Le programme SESAR, partenariat public-privé entre l'Union européenne, Eurocontrol et les principaux industriels de l'aéronautique, vise une réduction de 10 % des émissions à l'horizon 2050 par rapport à 2017. Le déploiement progressif de l'espace aérien à route libre (en anglais, Free Route Airspace ou FRA)96(*) dans le cadre de ce programme a déjà permis d'économiser 10 millions de tonnes de CO2 entre 2017 et 2021.

À plus long terme, l'approche globale pourra être poussée plus avant grâce aux vols en formation. Comme l'a expliqué Yannick Assouad, lors de ces vols, un avion entraîne dans les tourbillons de sillage issus de ses ailes un deuxième avion, permettant à ce dernier de profiter du surcroît de portance engendré et de réduire sa consommation. Compte tenu de la proximité entre les appareils, une avionique puissante devra gérer la trajectoire de façon précise. De nouvelles réglementations seront aussi nécessaires afin de permettre à deux avions d'être plus proches tout en conservant une sécurité optimale.

Cinq A350 effectuant un vol en formation en septembre 2014

Actuellement étudiées par Airbus avec le démonstrateur Hello'fly, de telles évolutions pourraient réduire de 5 % à 10 % la consommation de l'avion suiveur. Elles ne seraient toutefois exploitables que sur des itinéraires long-courriers suffisamment fréquentés pour réunir plusieurs avions.
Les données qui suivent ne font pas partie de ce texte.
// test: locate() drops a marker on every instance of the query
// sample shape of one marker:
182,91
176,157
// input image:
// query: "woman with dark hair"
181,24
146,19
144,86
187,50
4. La diminution du fuel tankering

Pour réduire le coût du carburant, les compagnies aériennes pratiquent parfois le fuel tankering consistant à embarquer plus de carburant que nécessaire pour un trajet donné. Cette pratique est principalement motivée par les différences de prix du carburant entre les aéroports d'arrivée et de départ. Dans d'autres cas, elle est justifiée par des critères opérationnels : problèmes d'approvisionnement dans l'aéroport d'arrivée, retard, rotation courte, etc.

D'après Eurocontrol97(*), le fuel tankering concernerait un trajet sur six en Europe. Bien qu'il permette d'économiser en moyenne 126 euros par vol, il génère des émissions superflues dues à la surcharge de carburant transportée. En Europe, pour un gain total de 265 millions d'euros, 0,9 million de tonne de CO2 supplémentaires sont ainsi relâchées chaque année dans l'atmosphère, l'équivalent des émissions annuelles d'une ville européenne de 100 000 habitants.

Sans aller jusqu'à une interdiction du fuel tankering, établir un tarif uniforme du kérosène en Europe pourrait limiter cette pratique. De même, une revalorisation économique de l'impact CO2 - le seuil serait de 500 euros par tonne selon The Shift Project98(*) - pourrait équilibrer les coûts environnementaux et les économies financières réalisables.

Dès à présent, le volet RefuelEU Aviation du paquet « Fit for 55 » oblige les compagnies européennes à avitailler dans les aéroports de l'Union européenne au moins 90 % de leurs besoins annuels en carburant. Cette mesure permet de limiter le fuel tankering dans les aéroports situés en dehors de l'Union.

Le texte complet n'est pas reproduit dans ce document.